For this project, the team set out to create a model that could perform the brain's physiological functions at the tissue level. The researchers used thousands of rat neurons that were developed in the lab. The neurons were "seeded" into spongy silk protein rings, which acted as the scaffold for brain cells. The brain cells were ale to send out axons that connected with each other with the help of a collagen-based gel.
"The tissue maintained viability for at least nine weeks - significantly longer than cultures made of collagen or hydrogel alone - and also offered structural support for network connectivity that is crucial for brain activity," Tufts University researcher Min Tang-Schomer said in the press release.
The researchers reported that the brain cells were able to pass electrical signals similarly to how they would if they were inside of a rat's brain. The team then placed a weight directly on top of the tissue and found that the neurons reacted similarly to how neurons would if they suffered from a traumatic brain injury.

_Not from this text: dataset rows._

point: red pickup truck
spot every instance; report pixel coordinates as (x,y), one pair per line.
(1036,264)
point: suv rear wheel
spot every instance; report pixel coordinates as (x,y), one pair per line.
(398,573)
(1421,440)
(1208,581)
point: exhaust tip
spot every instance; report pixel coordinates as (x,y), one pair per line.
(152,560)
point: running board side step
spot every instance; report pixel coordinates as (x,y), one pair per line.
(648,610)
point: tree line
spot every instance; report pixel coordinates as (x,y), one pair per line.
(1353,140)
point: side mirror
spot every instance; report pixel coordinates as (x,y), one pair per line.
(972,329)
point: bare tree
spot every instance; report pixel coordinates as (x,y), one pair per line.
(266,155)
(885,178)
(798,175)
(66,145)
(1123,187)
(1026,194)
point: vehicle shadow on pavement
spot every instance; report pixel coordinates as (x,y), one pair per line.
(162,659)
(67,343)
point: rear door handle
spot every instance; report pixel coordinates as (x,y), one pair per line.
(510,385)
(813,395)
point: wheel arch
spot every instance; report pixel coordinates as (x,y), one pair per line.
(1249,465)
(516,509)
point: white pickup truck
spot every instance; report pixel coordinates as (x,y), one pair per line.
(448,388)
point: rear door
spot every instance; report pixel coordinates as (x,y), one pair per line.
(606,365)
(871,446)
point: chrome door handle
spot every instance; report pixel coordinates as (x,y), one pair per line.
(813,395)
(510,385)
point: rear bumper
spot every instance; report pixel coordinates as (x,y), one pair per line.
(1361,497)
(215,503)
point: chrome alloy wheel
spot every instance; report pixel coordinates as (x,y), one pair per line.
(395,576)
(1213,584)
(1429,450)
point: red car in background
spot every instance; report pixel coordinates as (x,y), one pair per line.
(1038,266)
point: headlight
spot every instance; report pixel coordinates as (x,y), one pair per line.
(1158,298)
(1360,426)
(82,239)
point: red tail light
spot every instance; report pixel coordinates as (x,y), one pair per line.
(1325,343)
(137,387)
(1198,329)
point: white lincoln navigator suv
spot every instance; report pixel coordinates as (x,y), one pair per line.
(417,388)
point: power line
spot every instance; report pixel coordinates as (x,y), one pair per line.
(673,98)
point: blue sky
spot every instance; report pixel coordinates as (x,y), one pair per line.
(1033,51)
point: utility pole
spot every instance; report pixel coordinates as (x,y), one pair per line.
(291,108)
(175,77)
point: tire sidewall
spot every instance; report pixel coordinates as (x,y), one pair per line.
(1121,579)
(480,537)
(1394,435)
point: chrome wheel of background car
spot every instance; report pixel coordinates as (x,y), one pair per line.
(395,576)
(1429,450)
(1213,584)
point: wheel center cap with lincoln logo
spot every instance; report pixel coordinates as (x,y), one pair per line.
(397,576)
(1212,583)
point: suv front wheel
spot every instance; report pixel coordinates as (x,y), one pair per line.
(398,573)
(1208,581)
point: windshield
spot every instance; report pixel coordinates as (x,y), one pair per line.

Based from these reactions, the researchers believe that the 3-D model can help with future brain research.
"You can essentially track the tissue response to traumatic brain injury in real time. Most importantly, you can also start to track repair and what happens over longer periods of time," Kaplan said to NBC News. "Our key for many of our 3-D tissues is a six-month goal, so we are just at the beginning with the current 3-D brain system."
The study was published in the Proceedings of the National Academy of Sciences (PNAS).